Old South Military Antiques

Massive Confederate D-Guard!
Item #: OS-7372

Every soldier North and South needed a knife when they marched off to war, and in the South, it was fashionable, if not practical to carry a large fighting knife, the bigger the better judging from war era photographs. The Confederates preferred a knife with a "D” shaped knuckle guard that curved around the hand. The knife takes its name from the "D” shaped knuckle guard and is known simply as a "D” Guard to the modern collector. All "D” Guard knives from the war era can be considered Confederate. "D” Guards were designed as fighting knives. Like the Code Duello, knife fighting was a Southern custom and was rarely engaged in by those above Mason – Dixon’s line. In truth, relatively little fighting was done with them North or South, but there are numerous documented cases of Confederates engaging in hand to hand combat with knives.

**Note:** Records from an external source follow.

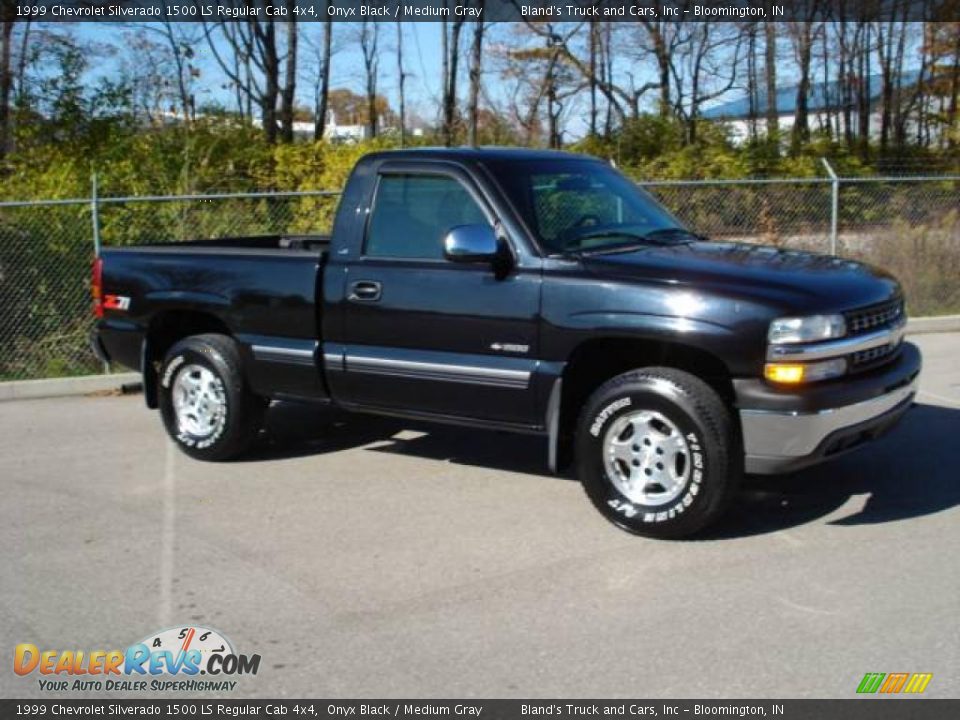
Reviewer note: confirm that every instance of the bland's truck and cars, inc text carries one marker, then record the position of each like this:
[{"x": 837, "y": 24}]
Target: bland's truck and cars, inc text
[{"x": 530, "y": 291}]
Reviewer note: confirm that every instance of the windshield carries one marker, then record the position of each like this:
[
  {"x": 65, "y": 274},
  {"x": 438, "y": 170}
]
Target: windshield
[{"x": 583, "y": 205}]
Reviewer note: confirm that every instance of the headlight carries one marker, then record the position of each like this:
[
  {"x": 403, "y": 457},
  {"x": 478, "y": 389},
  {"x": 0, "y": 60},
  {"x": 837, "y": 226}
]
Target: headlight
[
  {"x": 808, "y": 329},
  {"x": 794, "y": 373}
]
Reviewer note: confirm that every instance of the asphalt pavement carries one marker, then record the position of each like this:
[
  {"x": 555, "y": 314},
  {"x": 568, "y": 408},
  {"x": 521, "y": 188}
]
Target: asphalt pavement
[{"x": 363, "y": 557}]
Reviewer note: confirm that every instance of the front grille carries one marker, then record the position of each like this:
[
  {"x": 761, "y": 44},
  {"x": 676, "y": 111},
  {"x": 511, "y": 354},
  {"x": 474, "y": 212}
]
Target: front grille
[
  {"x": 875, "y": 317},
  {"x": 871, "y": 319},
  {"x": 866, "y": 359}
]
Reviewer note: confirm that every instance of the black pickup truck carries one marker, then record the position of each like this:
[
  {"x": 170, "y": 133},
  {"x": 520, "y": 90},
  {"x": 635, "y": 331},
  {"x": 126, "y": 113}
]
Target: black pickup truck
[{"x": 530, "y": 291}]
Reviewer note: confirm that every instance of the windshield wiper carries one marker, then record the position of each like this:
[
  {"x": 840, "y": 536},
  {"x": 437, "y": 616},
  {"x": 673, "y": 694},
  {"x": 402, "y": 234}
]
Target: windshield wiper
[{"x": 637, "y": 240}]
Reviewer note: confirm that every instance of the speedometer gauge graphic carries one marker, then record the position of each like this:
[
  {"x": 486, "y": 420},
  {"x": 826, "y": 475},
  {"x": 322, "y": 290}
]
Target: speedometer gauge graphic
[{"x": 180, "y": 640}]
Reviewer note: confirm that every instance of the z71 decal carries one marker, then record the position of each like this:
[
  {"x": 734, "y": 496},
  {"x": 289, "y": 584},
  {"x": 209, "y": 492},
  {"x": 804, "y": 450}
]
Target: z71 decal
[{"x": 116, "y": 302}]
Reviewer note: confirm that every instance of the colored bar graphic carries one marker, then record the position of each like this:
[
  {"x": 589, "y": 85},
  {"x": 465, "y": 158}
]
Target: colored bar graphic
[
  {"x": 870, "y": 683},
  {"x": 894, "y": 683},
  {"x": 918, "y": 682}
]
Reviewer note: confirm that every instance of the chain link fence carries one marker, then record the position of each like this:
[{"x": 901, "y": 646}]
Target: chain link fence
[{"x": 910, "y": 226}]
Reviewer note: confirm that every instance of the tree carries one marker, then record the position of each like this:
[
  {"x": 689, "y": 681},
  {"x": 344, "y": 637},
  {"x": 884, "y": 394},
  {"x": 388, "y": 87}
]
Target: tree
[
  {"x": 255, "y": 65},
  {"x": 289, "y": 92},
  {"x": 369, "y": 38},
  {"x": 8, "y": 14},
  {"x": 476, "y": 60},
  {"x": 770, "y": 72},
  {"x": 401, "y": 82},
  {"x": 450, "y": 47},
  {"x": 322, "y": 48}
]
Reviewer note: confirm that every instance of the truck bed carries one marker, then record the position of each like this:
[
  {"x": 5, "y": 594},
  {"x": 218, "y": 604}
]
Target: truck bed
[{"x": 259, "y": 243}]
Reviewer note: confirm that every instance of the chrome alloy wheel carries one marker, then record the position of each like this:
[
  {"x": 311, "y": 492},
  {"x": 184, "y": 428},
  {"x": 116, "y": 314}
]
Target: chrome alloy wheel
[
  {"x": 199, "y": 402},
  {"x": 646, "y": 457}
]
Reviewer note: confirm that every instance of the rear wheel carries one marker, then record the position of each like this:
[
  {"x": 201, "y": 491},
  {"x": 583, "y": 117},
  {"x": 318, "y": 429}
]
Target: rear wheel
[
  {"x": 657, "y": 452},
  {"x": 204, "y": 402}
]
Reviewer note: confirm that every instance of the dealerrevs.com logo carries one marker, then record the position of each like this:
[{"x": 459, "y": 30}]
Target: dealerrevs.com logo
[{"x": 169, "y": 660}]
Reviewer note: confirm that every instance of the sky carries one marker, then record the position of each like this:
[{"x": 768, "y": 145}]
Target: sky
[
  {"x": 422, "y": 63},
  {"x": 422, "y": 59}
]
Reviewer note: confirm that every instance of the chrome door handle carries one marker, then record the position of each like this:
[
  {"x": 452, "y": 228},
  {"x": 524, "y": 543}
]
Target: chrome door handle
[{"x": 365, "y": 291}]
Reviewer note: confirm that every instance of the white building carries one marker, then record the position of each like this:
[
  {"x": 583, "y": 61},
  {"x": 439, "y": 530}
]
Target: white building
[{"x": 824, "y": 104}]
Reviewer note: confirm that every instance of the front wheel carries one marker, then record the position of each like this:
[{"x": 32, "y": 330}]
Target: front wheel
[
  {"x": 657, "y": 452},
  {"x": 205, "y": 405}
]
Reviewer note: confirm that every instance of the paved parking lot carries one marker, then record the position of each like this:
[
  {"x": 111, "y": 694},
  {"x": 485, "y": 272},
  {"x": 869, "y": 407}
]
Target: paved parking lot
[{"x": 367, "y": 557}]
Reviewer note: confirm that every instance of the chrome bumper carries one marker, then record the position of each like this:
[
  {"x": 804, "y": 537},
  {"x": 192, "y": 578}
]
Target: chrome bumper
[{"x": 781, "y": 441}]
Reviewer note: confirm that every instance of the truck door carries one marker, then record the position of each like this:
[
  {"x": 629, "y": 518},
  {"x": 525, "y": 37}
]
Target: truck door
[{"x": 427, "y": 335}]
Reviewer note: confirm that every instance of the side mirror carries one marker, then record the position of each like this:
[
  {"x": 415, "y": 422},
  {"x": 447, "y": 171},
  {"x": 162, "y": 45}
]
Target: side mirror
[{"x": 470, "y": 243}]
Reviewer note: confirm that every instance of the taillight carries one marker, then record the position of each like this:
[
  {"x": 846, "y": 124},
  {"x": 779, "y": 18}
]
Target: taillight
[{"x": 96, "y": 287}]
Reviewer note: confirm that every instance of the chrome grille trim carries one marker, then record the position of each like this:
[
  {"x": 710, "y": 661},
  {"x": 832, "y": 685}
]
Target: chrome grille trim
[{"x": 872, "y": 318}]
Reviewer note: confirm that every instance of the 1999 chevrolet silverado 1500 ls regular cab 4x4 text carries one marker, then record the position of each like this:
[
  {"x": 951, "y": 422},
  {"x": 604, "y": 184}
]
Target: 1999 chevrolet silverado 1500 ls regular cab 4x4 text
[{"x": 538, "y": 292}]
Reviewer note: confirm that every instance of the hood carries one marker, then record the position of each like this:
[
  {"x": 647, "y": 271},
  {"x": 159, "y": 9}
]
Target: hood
[{"x": 792, "y": 280}]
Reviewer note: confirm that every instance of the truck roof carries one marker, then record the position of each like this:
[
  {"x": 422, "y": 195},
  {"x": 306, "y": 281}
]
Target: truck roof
[{"x": 474, "y": 154}]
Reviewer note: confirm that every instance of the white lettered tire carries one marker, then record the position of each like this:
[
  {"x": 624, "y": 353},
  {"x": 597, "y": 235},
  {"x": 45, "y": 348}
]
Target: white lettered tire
[
  {"x": 657, "y": 452},
  {"x": 205, "y": 405}
]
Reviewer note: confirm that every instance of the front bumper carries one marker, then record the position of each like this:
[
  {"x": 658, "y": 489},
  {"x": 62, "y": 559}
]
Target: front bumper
[{"x": 783, "y": 432}]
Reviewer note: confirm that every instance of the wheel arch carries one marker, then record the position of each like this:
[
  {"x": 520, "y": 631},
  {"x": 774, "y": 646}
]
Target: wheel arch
[
  {"x": 166, "y": 328},
  {"x": 594, "y": 361}
]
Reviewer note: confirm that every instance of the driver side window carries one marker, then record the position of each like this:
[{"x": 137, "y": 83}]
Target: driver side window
[{"x": 412, "y": 214}]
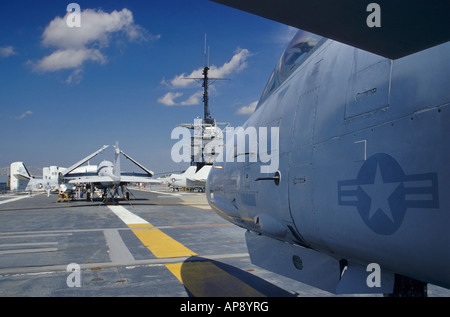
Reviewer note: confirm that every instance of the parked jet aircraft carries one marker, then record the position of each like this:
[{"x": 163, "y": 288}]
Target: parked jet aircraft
[
  {"x": 190, "y": 178},
  {"x": 359, "y": 203},
  {"x": 109, "y": 177},
  {"x": 21, "y": 179}
]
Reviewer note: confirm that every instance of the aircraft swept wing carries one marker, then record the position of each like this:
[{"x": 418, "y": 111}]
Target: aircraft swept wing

These knives were brought from home or were made at Confederate arsenals, by private cutlers, blacksmiths and mechanically oriented entrepreneurs. Some of these were practical, some were cumbersome and some were just plain absurd. Because there was such a wide range of makers with various levels of skill, "D” Guards run the gamut from a file beat into a knife with the rasp grooves plainly visible, to works of art made by the finest cutlers in Richmond, New Orleans and Charleston.

The large D-Guard shown here is exceptionally well made. The blade alone is just over twenty inches long; the full length including the grip is an incredible twenty-five and a half inches. The blade is very well formed, having a four and a half inch reverse edge. The blade’s tang passes through the forged iron D-guard, which is as well formed as the blade. The slab grips are morticed to enclose the tang completely and is secured by three iron rivets. The hilt remains as tight as the day it was made. The entire knife exhibits a level of workmanship well above average indicating that it was not made by a common blacksmith, but rather someone skilled in the art of knife making.

I typically do not buy knives without scabbards, but the knife was so large and so well made that I could not resist buying such quality, even without the scabbard.